Pneumonias due to Pseudomonas or Acinetobacter species are also considered complicated and require a minimum of 2 weeks of antibiotic therapy, due to the risk of relapse associated with a shorter therapeutic course.
Follow-up chest imaging during the same admission is not indicated unless the patient continues to worsen, in which case a repeat chest x-ray or CT scan will be performed, which could detect a pulmonary complication requiring procedural intervention or, alternatively, , can guide the doctor to look for other causes not related to the worsening, if there is improvement in the radiological signs, which also leads to consultation with Infectious Diseases and Pneumology.
| Prevention of HAP and VAP |
Prevention is as important as diagnosis and treatment, and depends on multiple approaches, in order to address risk factors for aspiration and nosocomial transmission of diseases.

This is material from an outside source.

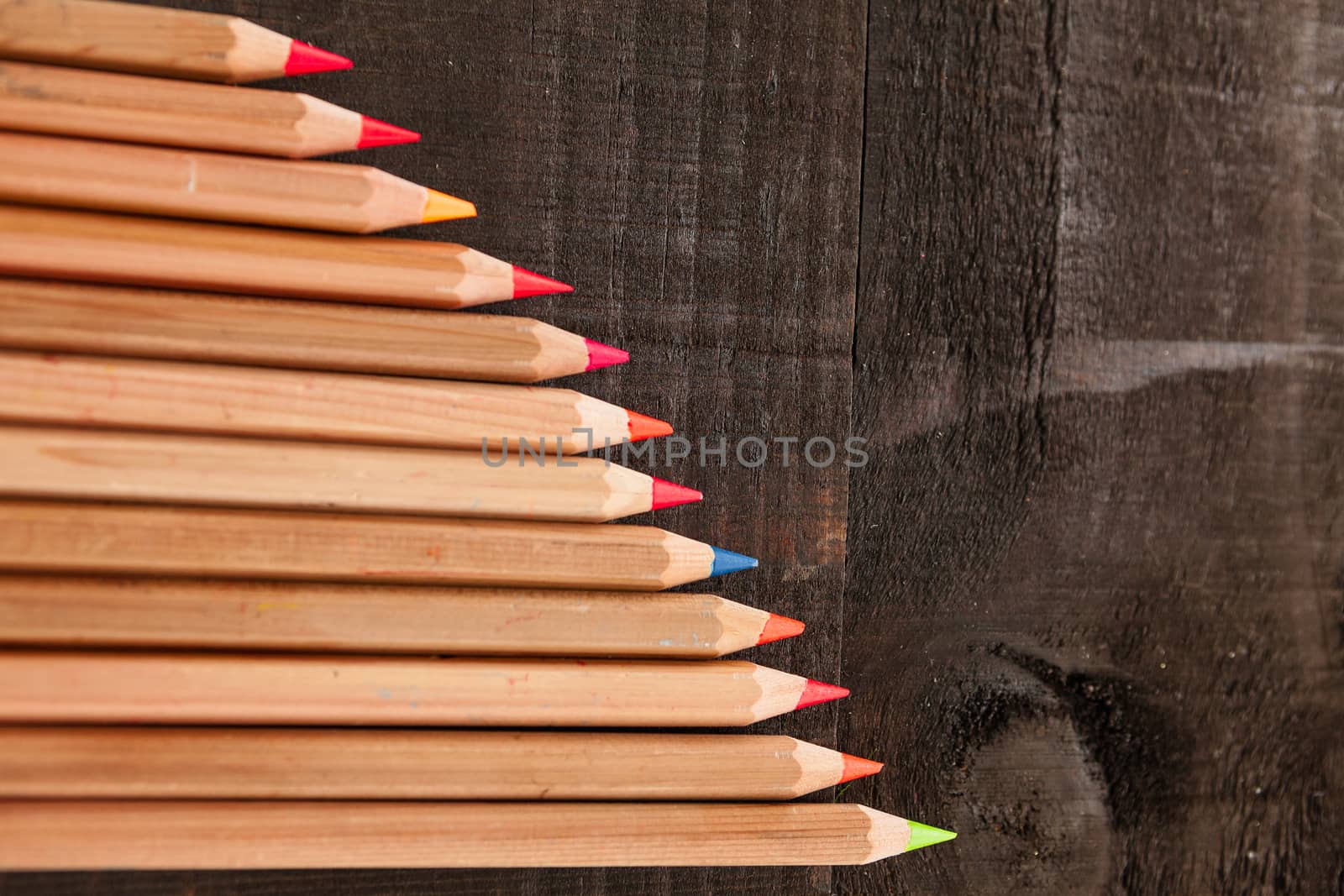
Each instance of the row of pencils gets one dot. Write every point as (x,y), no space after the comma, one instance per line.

> Prevention of colonization and aspiration . It is very important to prevent oropharyngeal colonization of pathogenic organisms, aspiration and consequent HAP or VAP: regular oral care, evaluation of the need for a proton pump inhibitor and histamine-2e receptor blockers, early identification and treatment of dysphagia, especially in the elderly and patients with recent stroke or recent surgical procedures:
A systematic review and meta-analysis that included 2 studies analyzing critically ill patients without MV reported that the risk of HAP can be reduced by oral cleaning with lcorhexiidine, electric toothbrushing, and oral hygiene instruction. There is significant evidence supporting oral care in the prevention of VAP.

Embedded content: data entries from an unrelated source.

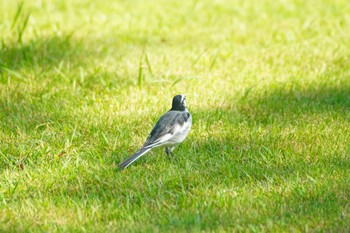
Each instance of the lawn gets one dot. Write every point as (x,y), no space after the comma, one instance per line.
(83,82)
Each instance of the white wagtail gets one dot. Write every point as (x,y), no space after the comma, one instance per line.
(171,129)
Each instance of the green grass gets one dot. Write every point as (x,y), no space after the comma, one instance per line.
(83,82)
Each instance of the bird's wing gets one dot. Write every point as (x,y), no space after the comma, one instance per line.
(169,123)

Several institutions around the world have reported lower incidence of VAP related to URI “packages ,” which include an oral care component. One institution implemented a protocol that involves oral cleansing with chlorhexidine, twice daily, in addition to elevating the head of the bed to >30º, weaning attempts once/day, prompted by respiratory therapy, and placement of a catheter orogastric, for all ventilated trauma patients.

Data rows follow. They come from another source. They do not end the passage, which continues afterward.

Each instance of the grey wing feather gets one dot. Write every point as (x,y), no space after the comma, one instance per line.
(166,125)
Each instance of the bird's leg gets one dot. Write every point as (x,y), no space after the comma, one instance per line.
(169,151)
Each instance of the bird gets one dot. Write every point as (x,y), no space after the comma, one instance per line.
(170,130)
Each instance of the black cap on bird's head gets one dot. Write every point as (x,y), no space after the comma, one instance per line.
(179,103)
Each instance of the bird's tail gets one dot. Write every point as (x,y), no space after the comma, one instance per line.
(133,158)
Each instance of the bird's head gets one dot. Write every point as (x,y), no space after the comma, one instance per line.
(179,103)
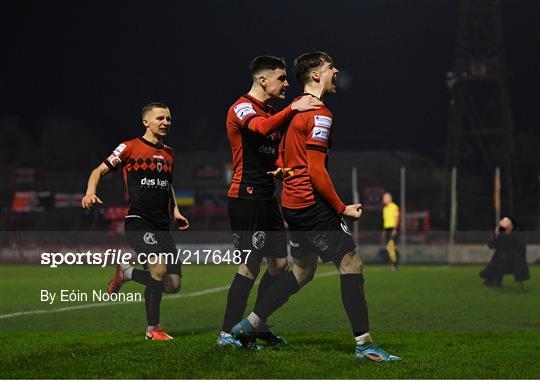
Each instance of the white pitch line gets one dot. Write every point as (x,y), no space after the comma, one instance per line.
(107,304)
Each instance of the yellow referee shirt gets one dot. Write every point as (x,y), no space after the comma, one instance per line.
(391,216)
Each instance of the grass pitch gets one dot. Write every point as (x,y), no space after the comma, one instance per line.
(440,320)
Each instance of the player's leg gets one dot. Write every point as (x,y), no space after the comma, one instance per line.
(125,271)
(236,304)
(243,217)
(238,293)
(303,271)
(354,301)
(275,247)
(153,294)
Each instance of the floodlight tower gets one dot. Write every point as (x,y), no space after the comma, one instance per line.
(480,125)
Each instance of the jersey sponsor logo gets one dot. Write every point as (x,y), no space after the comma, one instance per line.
(266,149)
(345,227)
(323,121)
(244,109)
(114,160)
(118,150)
(150,238)
(258,240)
(236,240)
(154,183)
(320,241)
(320,133)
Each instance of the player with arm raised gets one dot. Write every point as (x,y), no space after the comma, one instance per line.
(147,166)
(315,213)
(254,131)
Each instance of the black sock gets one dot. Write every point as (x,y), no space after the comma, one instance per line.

One year after implementation of this protocol, the incidence of VAP decreased and patients without VAP accumulated fewer total ventilator days, ICU days, and hospitalization days, although their mortality rate was no lower than in patients with VAP.
Other strategies to reduce the risk of aspiration include maintaining tracheal cuff pressure, eliminating nonessential tracheal suction, and avoiding gastric overdistension.
A 20-bed academic medical ICU center developed a work group and educational session to raise awareness of aspiration prevention with subsequent assessments of compliance with these strategies. These interventions increased compliance dramatically over a 2-year period, during which the center noted a 51% decrease in VAP incidence and decreased ventilator use.